The carpenter and the crosses
At the NZ Bishops’ Conference meeting in October there was an unusual cross on the table at the Wellington Catholic Centre. The wood of the cross was partially painted with marine paint, blue, green and white. It was damaged where screws had ripped out. It was battered and salt-stained. It is one man’s response to a crisis. Pope Francis and the British Museum, among many others, have crosses like this one.
The Sicilian island of Lampedusa is a focal point of the refugee crisis where hundreds of thousands of desperate people have made the treacherous crossing of the Mediterranean in flimsy boats attempting to escape from war and grinding poverty. The shores of that island are littered with the broken hulls of the vessels used by the refugees.
In 2011, a bedraggled group of Eritrean refugees went to Mass in the local Church to pray for their loved ones who had not survived the crossing. The local carpenter, Francesco Tuccio, was also at Mass and he was touched by their plight. He wanted to respond, to help, but his skills were in joinery and cabinet making. He chose to stop building furniture and start making crosses out of the timber that had washed ashore. He said in a BBC interview that the wood was like a holy relic and it smelt of “salt, sea and suffering.”
He arranged for the parish church to have a big cross of the rough wood above the altar, to remind the congregation to pray for the refugees, and he made hundreds of little crosses to give to each refugee as a symbol of hope.
Parishes throughout Sicily asked him to make crosses for them.
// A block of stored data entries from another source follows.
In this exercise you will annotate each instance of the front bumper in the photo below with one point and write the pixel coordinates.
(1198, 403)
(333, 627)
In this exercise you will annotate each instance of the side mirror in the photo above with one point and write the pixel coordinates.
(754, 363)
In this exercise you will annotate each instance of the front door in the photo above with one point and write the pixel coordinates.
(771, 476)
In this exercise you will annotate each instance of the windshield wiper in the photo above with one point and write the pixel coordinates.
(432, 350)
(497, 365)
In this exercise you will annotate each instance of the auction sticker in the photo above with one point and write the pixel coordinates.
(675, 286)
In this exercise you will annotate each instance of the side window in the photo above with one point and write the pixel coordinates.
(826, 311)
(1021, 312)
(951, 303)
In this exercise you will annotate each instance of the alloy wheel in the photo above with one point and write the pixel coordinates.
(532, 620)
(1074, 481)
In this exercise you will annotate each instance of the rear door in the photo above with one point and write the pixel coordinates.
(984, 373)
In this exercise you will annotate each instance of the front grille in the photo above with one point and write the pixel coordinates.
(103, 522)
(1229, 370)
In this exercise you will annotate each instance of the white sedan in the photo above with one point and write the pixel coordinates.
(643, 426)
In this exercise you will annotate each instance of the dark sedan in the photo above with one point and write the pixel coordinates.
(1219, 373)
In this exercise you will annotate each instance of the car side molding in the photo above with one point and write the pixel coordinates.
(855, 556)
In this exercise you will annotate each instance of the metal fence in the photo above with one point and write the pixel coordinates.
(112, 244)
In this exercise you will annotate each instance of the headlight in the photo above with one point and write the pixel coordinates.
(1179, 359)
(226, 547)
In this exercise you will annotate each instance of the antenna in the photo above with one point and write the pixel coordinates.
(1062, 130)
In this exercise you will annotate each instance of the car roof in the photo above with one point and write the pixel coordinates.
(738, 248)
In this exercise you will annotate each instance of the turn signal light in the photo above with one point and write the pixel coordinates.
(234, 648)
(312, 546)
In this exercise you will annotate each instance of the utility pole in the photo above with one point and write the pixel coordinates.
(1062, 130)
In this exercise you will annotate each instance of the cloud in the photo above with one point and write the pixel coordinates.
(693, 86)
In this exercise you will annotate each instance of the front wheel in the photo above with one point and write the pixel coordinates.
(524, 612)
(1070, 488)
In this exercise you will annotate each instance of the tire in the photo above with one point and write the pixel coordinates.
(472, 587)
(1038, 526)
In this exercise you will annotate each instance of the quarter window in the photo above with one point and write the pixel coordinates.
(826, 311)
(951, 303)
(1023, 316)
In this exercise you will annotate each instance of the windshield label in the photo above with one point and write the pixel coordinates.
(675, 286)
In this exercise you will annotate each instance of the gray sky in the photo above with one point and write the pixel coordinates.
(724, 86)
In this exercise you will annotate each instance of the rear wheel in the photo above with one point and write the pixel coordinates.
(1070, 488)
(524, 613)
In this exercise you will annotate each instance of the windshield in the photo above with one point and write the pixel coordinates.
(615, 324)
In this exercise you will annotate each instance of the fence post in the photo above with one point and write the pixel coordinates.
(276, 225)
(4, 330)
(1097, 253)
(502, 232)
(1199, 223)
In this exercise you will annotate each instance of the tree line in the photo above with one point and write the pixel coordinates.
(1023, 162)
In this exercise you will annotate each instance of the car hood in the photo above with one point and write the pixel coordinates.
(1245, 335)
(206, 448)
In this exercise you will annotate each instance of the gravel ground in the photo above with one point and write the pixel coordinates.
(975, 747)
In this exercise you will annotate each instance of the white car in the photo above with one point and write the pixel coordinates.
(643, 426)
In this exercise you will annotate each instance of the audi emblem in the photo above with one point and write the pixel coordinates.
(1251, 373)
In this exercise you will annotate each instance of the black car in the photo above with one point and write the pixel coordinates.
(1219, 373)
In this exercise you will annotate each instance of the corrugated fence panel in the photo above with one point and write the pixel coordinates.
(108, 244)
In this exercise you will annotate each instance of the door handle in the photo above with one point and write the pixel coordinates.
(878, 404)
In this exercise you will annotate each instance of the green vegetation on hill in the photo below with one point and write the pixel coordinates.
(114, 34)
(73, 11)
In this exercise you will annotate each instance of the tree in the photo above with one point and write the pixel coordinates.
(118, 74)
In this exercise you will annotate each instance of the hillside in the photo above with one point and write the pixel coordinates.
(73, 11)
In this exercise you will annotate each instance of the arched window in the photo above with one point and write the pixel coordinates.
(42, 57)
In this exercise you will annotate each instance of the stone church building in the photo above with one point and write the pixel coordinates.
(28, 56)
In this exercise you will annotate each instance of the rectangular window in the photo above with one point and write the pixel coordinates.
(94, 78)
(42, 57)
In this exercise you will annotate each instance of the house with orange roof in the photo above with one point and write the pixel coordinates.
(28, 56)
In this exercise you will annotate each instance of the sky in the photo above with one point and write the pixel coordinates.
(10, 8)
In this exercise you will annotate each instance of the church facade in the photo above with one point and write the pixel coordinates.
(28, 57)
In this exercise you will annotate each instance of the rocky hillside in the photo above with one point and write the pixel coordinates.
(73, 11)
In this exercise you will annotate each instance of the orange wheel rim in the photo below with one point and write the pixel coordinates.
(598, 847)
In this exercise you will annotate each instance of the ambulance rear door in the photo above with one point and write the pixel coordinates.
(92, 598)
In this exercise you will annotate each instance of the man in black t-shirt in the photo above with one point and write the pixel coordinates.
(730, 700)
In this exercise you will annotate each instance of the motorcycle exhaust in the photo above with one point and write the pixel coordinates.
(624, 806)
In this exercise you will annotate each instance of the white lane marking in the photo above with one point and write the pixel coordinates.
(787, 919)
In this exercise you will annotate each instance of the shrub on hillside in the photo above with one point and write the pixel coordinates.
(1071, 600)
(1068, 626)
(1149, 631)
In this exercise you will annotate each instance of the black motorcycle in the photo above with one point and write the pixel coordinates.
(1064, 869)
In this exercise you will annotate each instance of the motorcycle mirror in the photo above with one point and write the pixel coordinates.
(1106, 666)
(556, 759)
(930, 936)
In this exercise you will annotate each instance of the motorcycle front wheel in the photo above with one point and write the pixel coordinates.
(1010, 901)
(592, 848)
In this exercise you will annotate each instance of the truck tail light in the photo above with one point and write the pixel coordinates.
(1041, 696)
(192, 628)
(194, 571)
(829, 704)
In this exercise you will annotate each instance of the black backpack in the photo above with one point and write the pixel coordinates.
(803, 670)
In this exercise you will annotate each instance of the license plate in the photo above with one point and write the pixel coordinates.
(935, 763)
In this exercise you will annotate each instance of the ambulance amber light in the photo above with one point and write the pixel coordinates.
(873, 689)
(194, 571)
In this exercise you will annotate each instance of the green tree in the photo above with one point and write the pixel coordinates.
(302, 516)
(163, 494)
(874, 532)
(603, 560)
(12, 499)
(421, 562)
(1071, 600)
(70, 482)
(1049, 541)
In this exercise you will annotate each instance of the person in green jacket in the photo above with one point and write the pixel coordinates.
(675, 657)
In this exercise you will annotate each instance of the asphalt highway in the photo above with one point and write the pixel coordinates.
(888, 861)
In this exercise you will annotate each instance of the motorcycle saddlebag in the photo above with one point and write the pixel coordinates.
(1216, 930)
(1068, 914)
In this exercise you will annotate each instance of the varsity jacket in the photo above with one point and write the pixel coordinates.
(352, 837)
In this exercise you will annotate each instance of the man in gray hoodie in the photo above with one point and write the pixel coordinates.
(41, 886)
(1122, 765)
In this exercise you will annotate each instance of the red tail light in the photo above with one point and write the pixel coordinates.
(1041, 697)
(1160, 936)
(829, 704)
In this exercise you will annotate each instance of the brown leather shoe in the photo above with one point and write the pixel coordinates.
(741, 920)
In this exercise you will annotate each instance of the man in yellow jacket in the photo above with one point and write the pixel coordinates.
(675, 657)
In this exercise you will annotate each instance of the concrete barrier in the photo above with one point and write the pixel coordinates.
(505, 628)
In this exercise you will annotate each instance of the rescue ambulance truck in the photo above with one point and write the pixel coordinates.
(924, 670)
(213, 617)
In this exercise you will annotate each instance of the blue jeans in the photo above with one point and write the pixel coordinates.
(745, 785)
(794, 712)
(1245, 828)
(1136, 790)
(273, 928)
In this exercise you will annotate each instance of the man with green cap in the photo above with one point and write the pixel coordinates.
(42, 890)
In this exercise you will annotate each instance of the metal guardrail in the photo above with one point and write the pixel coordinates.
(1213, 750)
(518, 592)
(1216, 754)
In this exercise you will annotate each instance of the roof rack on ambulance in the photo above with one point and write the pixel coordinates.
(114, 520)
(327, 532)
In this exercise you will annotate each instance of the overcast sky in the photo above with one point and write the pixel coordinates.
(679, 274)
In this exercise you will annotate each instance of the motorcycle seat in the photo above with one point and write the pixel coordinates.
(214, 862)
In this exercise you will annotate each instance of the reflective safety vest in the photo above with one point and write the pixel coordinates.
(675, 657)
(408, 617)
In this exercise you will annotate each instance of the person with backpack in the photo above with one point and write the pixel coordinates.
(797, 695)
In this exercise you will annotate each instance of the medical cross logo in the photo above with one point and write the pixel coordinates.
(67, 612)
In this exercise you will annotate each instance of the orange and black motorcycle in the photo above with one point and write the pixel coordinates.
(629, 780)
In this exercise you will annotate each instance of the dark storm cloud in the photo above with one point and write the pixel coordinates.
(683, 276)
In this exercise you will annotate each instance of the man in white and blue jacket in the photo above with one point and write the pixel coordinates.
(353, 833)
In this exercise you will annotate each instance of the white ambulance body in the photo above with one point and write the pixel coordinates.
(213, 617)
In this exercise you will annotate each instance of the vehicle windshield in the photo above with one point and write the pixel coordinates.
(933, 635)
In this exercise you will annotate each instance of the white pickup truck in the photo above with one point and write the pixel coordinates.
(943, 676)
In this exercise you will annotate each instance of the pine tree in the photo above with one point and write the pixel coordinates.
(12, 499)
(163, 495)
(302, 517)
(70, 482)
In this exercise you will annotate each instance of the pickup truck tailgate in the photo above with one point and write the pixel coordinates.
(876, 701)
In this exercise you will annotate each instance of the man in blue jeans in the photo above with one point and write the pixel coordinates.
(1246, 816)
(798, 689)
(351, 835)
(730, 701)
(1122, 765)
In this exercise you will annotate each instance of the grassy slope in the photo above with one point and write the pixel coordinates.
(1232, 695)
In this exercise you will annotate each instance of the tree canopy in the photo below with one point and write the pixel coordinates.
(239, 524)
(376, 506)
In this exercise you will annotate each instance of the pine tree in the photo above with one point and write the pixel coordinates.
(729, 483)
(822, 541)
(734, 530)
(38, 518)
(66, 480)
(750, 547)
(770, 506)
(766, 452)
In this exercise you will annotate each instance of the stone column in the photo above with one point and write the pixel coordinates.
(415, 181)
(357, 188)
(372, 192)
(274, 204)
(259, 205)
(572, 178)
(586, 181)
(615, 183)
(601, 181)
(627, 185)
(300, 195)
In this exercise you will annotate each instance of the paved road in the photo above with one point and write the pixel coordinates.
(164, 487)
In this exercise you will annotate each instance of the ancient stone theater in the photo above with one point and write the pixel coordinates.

Pope Francis asked him to make an altar and a chalice from the timber.
The Anglican Centre in Rome celebrated its fiftieth anniversary in October 2016 and at a combined vespers at the Jesuit Church Caravita, presided over by Cardinal Parolin and the Archbishop of Canterbury, gave some of Tuccio’s crosses to the Anglican and Catholic bishops involved in the ecumenical dialogue.
Cardinal John Dew and his Anglican partner in dialogue, Bishop Ross Bay of Auckland, attended the anniversary celebration representing the New Zealand Anglican-Catholic dialogue and they both brought their “Lampedusa Crosses” back to their dioceses so that we can together pray for the refugees.
Father Duffy, a good article on reclaiming the shipwrecks of poor souls to create crosses.
Father Duffy did you ever get the email with the pictures of the Cursillo crucifix I sent you?